ANCHORAGE (AP) -- A man who killed an Eagle River reporter in 1998 is scheduled to become the first Alaskan sentenced under a law that requires 99 years in prison with no parole for people convicted of a second murder.
An Anchorage jury in March found Randall Smith guilty of shooting Alaska Star columnist Bill Hall eight times in the head. Since he apparently didn't know Hall, investigators believe Smith was a hired gun, or killed Hall as a favor for someone else.
Smith, 38, spent nearly 15 years in prison in Washington state for beating a man to death there in 1985. He had been free less than a year when he killed Hall, said Assistant District Attorney Jay Fayette.
Smith did not testify at his trial. He did not respond to a request for an interview in jail, and his attorney, Sydney Billingslea, said she would not discuss her client before the sentencing hearing.
Smith has a lengthy criminal history. He was still a teen-ager in 1982 when an attempted burglary became his third felony conviction, earning him a five-year sentence. He also has a long history of drug and alcohol abuse.

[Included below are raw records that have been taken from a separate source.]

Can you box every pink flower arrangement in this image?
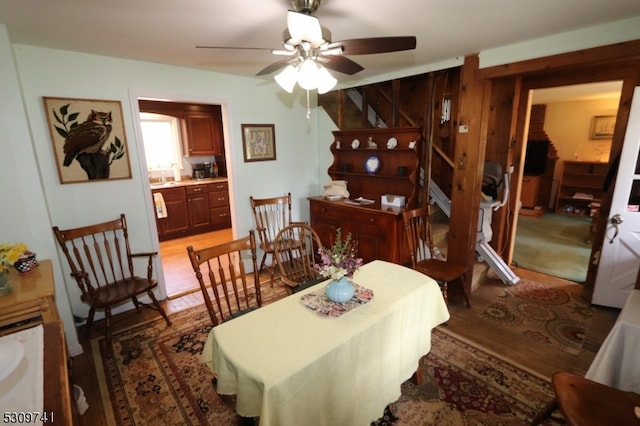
[315,228,363,281]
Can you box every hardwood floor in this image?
[160,228,234,298]
[69,241,619,425]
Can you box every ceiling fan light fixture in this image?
[274,65,299,93]
[297,58,320,90]
[316,66,337,94]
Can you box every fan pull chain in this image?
[306,89,311,122]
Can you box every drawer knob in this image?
[369,217,375,223]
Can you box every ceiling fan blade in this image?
[196,46,274,51]
[256,56,294,76]
[321,55,364,75]
[286,10,325,47]
[327,36,417,55]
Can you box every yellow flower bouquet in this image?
[0,243,29,273]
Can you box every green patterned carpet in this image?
[514,213,591,282]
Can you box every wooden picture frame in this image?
[241,124,276,162]
[590,115,616,140]
[43,96,132,184]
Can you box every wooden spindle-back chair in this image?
[274,223,325,294]
[250,193,293,286]
[186,230,262,326]
[53,213,171,350]
[402,205,470,307]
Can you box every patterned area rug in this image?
[381,328,556,425]
[480,279,594,355]
[93,300,555,425]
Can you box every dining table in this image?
[200,259,450,426]
[585,289,640,393]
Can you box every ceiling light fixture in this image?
[273,55,337,94]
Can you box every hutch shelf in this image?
[328,127,422,207]
[310,127,423,266]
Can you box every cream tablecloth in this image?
[585,289,640,392]
[200,260,450,426]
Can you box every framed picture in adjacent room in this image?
[590,115,616,140]
[43,96,132,184]
[241,124,276,162]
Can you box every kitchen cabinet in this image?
[184,110,224,156]
[555,161,607,217]
[138,100,224,156]
[309,197,409,266]
[153,186,190,240]
[209,181,231,229]
[186,184,211,230]
[152,179,230,240]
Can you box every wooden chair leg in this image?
[85,307,96,338]
[460,276,471,308]
[530,397,558,426]
[147,290,172,326]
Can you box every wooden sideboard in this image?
[0,259,59,334]
[309,196,409,266]
[0,259,76,424]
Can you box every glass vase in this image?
[325,276,355,303]
[0,271,12,296]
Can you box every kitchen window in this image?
[140,113,183,171]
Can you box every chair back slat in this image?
[53,215,132,297]
[187,230,262,326]
[250,193,292,249]
[402,205,435,267]
[274,224,324,291]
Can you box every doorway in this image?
[512,82,621,282]
[132,93,235,298]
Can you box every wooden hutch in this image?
[310,127,422,265]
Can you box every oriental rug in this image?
[93,305,555,425]
[480,279,594,355]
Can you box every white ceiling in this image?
[1,0,639,90]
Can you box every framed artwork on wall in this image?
[241,124,276,162]
[590,115,616,140]
[43,96,132,184]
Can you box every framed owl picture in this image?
[43,96,132,184]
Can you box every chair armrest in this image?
[130,251,158,258]
[129,251,157,281]
[70,271,93,297]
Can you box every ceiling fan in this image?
[196,0,416,92]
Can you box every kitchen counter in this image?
[150,176,228,190]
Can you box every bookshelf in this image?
[555,160,607,217]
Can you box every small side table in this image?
[0,259,59,335]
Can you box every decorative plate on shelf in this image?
[386,137,398,149]
[351,139,360,149]
[364,155,381,174]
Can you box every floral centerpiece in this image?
[315,229,363,303]
[0,243,29,295]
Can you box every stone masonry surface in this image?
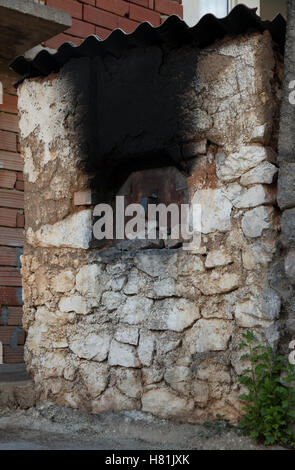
[18,31,282,422]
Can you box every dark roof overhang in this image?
[10,4,286,83]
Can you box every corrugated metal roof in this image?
[10,4,286,80]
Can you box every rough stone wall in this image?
[276,0,295,356]
[18,31,282,422]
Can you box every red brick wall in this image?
[44,0,183,49]
[0,76,25,364]
[0,0,183,364]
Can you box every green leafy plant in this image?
[238,330,295,447]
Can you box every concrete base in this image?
[0,364,31,383]
[0,364,36,409]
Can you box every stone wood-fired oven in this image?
[13,7,285,422]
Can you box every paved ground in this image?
[0,403,285,450]
[0,364,31,383]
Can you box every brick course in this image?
[0,85,24,364]
[155,0,182,16]
[44,0,182,47]
[0,208,17,228]
[0,248,19,266]
[47,0,83,19]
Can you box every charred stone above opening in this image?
[12,5,285,202]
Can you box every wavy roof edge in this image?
[10,4,286,81]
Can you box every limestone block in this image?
[114,368,143,399]
[64,366,76,381]
[80,362,109,398]
[225,227,247,249]
[235,291,280,327]
[26,308,70,352]
[92,387,138,414]
[241,206,274,238]
[50,270,75,293]
[197,272,240,295]
[123,270,147,295]
[108,340,140,368]
[148,299,200,332]
[177,253,205,275]
[115,325,139,346]
[205,248,232,268]
[216,146,270,182]
[201,294,235,320]
[233,185,275,208]
[40,351,67,378]
[101,291,125,311]
[240,162,277,186]
[242,247,257,270]
[39,306,73,326]
[108,275,127,292]
[142,388,194,420]
[196,362,231,383]
[76,264,103,297]
[120,296,153,324]
[69,331,111,361]
[59,295,90,315]
[164,366,191,386]
[224,182,243,202]
[26,210,92,249]
[135,252,178,278]
[138,332,155,366]
[142,367,164,385]
[191,189,232,234]
[150,278,176,299]
[31,268,52,304]
[189,319,234,353]
[192,380,209,406]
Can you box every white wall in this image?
[182,0,199,26]
[260,0,286,19]
[183,0,260,27]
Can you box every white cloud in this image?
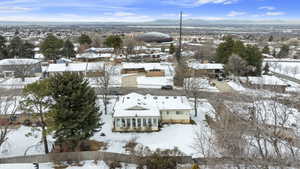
[0,13,154,22]
[265,12,285,16]
[0,6,33,13]
[227,11,246,17]
[163,0,238,7]
[259,6,276,10]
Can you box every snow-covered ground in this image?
[0,161,137,169]
[0,98,215,159]
[267,61,300,80]
[0,77,40,89]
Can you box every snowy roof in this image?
[113,93,192,118]
[188,63,224,70]
[47,62,104,73]
[122,63,165,71]
[76,53,112,59]
[240,75,288,86]
[0,59,40,66]
[114,93,160,117]
[85,47,114,52]
[154,95,192,110]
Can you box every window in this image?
[148,119,152,127]
[122,119,126,128]
[143,119,147,127]
[153,119,157,126]
[166,111,169,115]
[132,119,136,128]
[176,111,181,115]
[126,119,130,128]
[137,119,141,127]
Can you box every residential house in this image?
[0,59,42,78]
[113,93,192,132]
[121,63,165,77]
[188,62,224,78]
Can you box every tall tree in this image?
[47,73,101,151]
[78,34,92,46]
[8,36,23,58]
[240,45,263,76]
[169,43,176,54]
[215,36,235,63]
[40,34,63,60]
[21,79,51,154]
[0,35,7,59]
[21,42,35,58]
[103,35,123,54]
[277,44,290,58]
[62,39,75,58]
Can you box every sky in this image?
[0,0,298,22]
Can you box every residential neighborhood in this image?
[0,1,300,168]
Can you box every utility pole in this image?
[176,11,183,62]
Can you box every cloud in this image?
[163,0,239,7]
[259,6,276,10]
[0,6,33,13]
[227,11,246,17]
[265,12,285,16]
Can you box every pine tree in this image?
[62,39,75,58]
[21,42,35,58]
[47,73,102,151]
[104,35,123,54]
[263,63,270,75]
[8,36,23,58]
[277,44,290,58]
[40,34,64,60]
[78,34,92,46]
[0,35,7,59]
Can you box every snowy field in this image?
[266,60,300,80]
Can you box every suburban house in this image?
[187,62,224,78]
[45,62,105,77]
[113,93,192,132]
[239,75,289,93]
[76,52,113,62]
[0,59,42,78]
[121,63,165,77]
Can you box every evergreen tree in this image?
[240,45,263,76]
[40,34,64,60]
[21,79,51,154]
[47,73,101,151]
[263,62,270,75]
[169,43,176,54]
[21,42,35,58]
[78,34,92,46]
[103,35,123,54]
[277,44,290,58]
[269,35,274,42]
[8,36,23,58]
[62,39,75,58]
[215,36,235,63]
[0,35,7,59]
[262,45,270,54]
[232,40,245,55]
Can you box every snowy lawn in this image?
[0,98,215,159]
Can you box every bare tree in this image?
[225,55,249,77]
[184,77,209,117]
[0,96,18,150]
[96,63,116,115]
[6,59,40,82]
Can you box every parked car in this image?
[161,85,173,90]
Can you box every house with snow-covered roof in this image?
[121,63,165,77]
[239,75,289,93]
[187,61,224,78]
[113,93,192,132]
[46,62,105,77]
[0,59,42,78]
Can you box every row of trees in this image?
[262,44,290,58]
[216,37,263,76]
[0,35,35,59]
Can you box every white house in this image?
[113,93,192,132]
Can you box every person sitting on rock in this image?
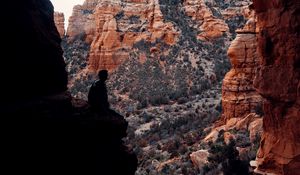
[88,70,110,113]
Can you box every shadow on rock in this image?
[2,94,137,175]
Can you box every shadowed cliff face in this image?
[1,1,137,174]
[2,0,67,100]
[253,0,300,174]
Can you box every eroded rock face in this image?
[87,0,179,72]
[65,0,252,100]
[2,0,67,100]
[183,0,252,41]
[68,0,252,73]
[54,12,65,37]
[183,0,229,41]
[252,0,300,174]
[67,0,99,43]
[67,0,179,72]
[221,16,262,122]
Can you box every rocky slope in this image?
[67,0,98,43]
[57,0,300,174]
[183,0,252,40]
[252,0,300,174]
[183,0,228,41]
[54,12,65,37]
[88,0,179,72]
[2,0,137,174]
[61,0,257,174]
[64,0,251,102]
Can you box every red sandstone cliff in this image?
[67,0,252,73]
[183,0,229,41]
[203,11,263,163]
[54,12,65,37]
[252,0,300,174]
[67,0,99,43]
[67,0,178,72]
[204,13,263,143]
[221,16,262,122]
[87,0,179,72]
[183,0,251,41]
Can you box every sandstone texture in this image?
[67,0,99,43]
[183,0,251,41]
[54,12,65,37]
[87,0,179,72]
[183,0,229,41]
[67,0,179,72]
[252,0,300,174]
[65,0,252,99]
[221,16,262,122]
[66,0,252,74]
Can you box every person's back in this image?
[88,70,110,113]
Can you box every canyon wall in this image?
[252,0,300,174]
[87,0,179,72]
[67,0,99,43]
[2,0,68,100]
[2,0,137,174]
[65,0,252,101]
[54,12,65,37]
[183,0,229,41]
[183,0,251,41]
[66,0,252,73]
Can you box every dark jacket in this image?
[88,80,110,112]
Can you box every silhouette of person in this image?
[88,70,110,113]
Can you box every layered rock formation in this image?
[221,16,262,122]
[54,12,65,37]
[183,0,229,41]
[65,0,252,101]
[67,0,99,43]
[252,0,300,174]
[87,0,179,72]
[66,0,179,72]
[2,0,137,174]
[183,0,251,41]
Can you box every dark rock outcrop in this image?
[4,96,137,175]
[2,0,67,100]
[252,0,300,174]
[1,0,137,174]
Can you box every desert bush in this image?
[204,132,249,175]
[129,15,140,24]
[115,11,124,21]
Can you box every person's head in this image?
[98,70,108,81]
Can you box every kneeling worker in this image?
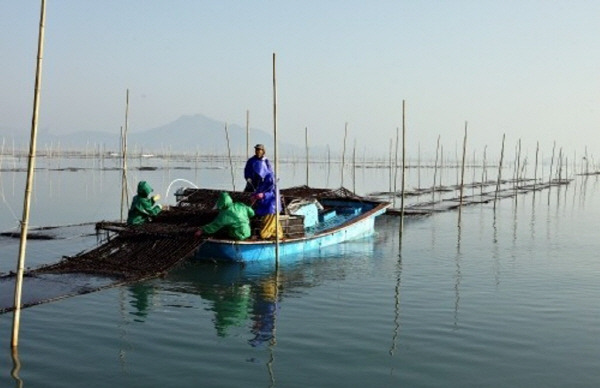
[195,192,255,240]
[127,181,163,225]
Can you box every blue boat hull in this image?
[194,201,389,263]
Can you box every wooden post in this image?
[341,122,348,187]
[494,134,506,210]
[120,89,130,222]
[481,145,487,196]
[458,122,467,225]
[417,143,421,190]
[12,0,46,348]
[471,149,476,197]
[533,141,539,192]
[514,138,521,203]
[388,139,393,196]
[305,127,309,186]
[558,147,563,182]
[272,53,280,267]
[548,140,556,204]
[393,125,400,196]
[400,100,406,233]
[352,139,356,193]
[440,145,444,190]
[224,123,236,191]
[326,144,331,186]
[432,135,440,204]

Three weeks after making parole in late 1984, Smith walked away from his drug-treatment program. In late May or early June, he killed a man he had been sharing an abandoned house with in south Seattle. The body wasn't found for several months.
This time he spent nearly 15 years in prison. He was released in March 1998.
Part of the 1992 law requiring a sentence of 99 years without parole has run into constitutional problems. Fayette is hoping to convince the judge that he would have sent Smith away for life even if the law did not require him to do so.